The Join clause in SQL is used to merge the rows from two or more tables in a database. The JOIN clause comprises four types are INNER JOIN, LEFT JOIN, RIGHT JOIN AND FULL JOIN (or FULL OUTER JOIN). Here are code snippet examples for each join: 

a) INNER JOIN: The inner join selects the records which have matching values in both the tables. Below is a code snippet example:

SELECT name 

FROM teachers 

INNER JOIN subjects 

ON teachers.teacher_id = subjects.teacher_id;

b) LEFT JOIN: The left join selects the records from the first table which match the records from the second table. Below is a code snippet example, where the first table is ‘teachers’:

SELECT name 

FROM teachers 

LEFT JOIN subjects 

ON teachers.teachers_id = subjects.teachers_id;

c) RIGHT JOIN: The right join selects the records from the second table that match the records from the first table.
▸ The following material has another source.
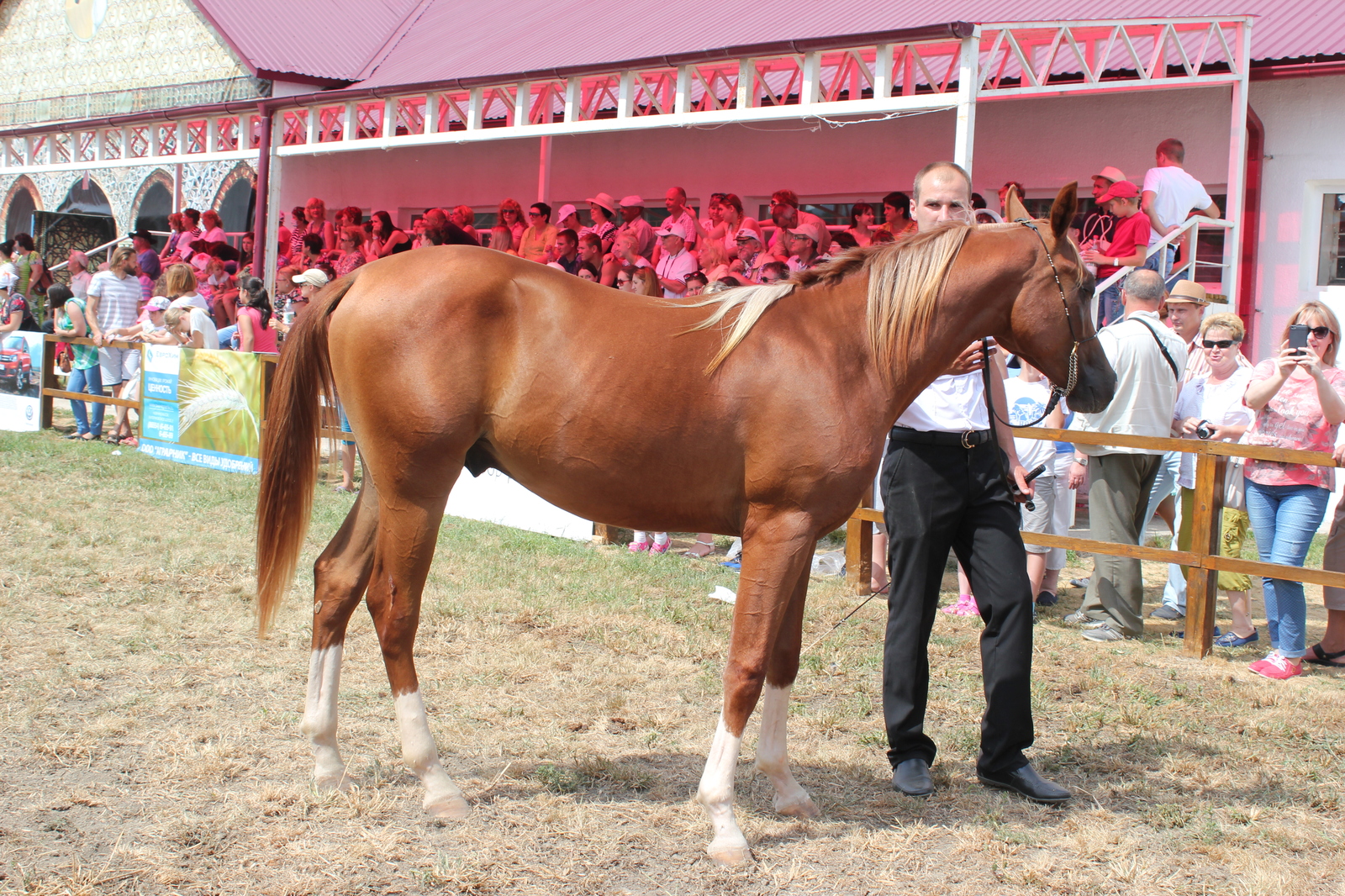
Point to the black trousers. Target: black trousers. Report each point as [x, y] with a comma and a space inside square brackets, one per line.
[935, 498]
Below is a code snippet example, where the second table is ‘subjects’:

SELECT name 

FROM teachers 

RIGHT JOIN subjects 

ON teachers.teachers_id = subject.teachers_id;

d) FULL JOIN: The full join, also called the ‘full outer join’ selects the records that match fro the first and second table. Below is a code snipper example:

SELECT name 

FROM teachers 

FULL OUTER JOIN subjects 

ON teachers.teacher_id = subjects.teachers_id; 

GRANT command 

The grant command in SQL allows specific users access to the SQL database objects like tables, the database or views. Below is a code snippet example using the ‘SELECT’ command with the ‘GRANT’ command in a single query: 

GRANT SELECTUPDATE ON teachers TO usr1_benedict; 

COMMIT command 

The commit command in SQL allows users to save their transactions to the database. The command will remove the active save points, followed by the statement’s execution. At this point, the user cannot roll back the transaction. Below is a code snippet using the ‘COMMIT’ command: 

DELETE FROM teachers 

WHERE name = ‘Benedict’; 

COMMIT 

ROLLBACK command 

The rollback command in SQL lets users undo the executed transactions. The condition for the rollback is that the transaction should not be saved to the database. The command can be used only to undo executions for transactions since the last ROLLBACK or COMMIT command. SQL also allows users to roll back to the most recent SAVEPOINT. The command can be written as follows: 

ROLLBACK TO SAVEPNT_NAME; 

TRUNCATE command 

The truncate command erases all the data records from a table in the database. The table and its structure are still retained. This command is like the DELETE command. The command can be written as follows: 

TRUNCATE TABLE teachers; 

Conclusion 

This blog acts as a reference guide for Database Administrators and Engineers to execute their commands in SQL. The different SQL Commands and their variations can be written according to their databases and requirements. The above commands will also help beginners play around with different operations to observe the outcomes of the database data. SQL users of all competency levels will benefit from the above list for job interviews and real-world projects.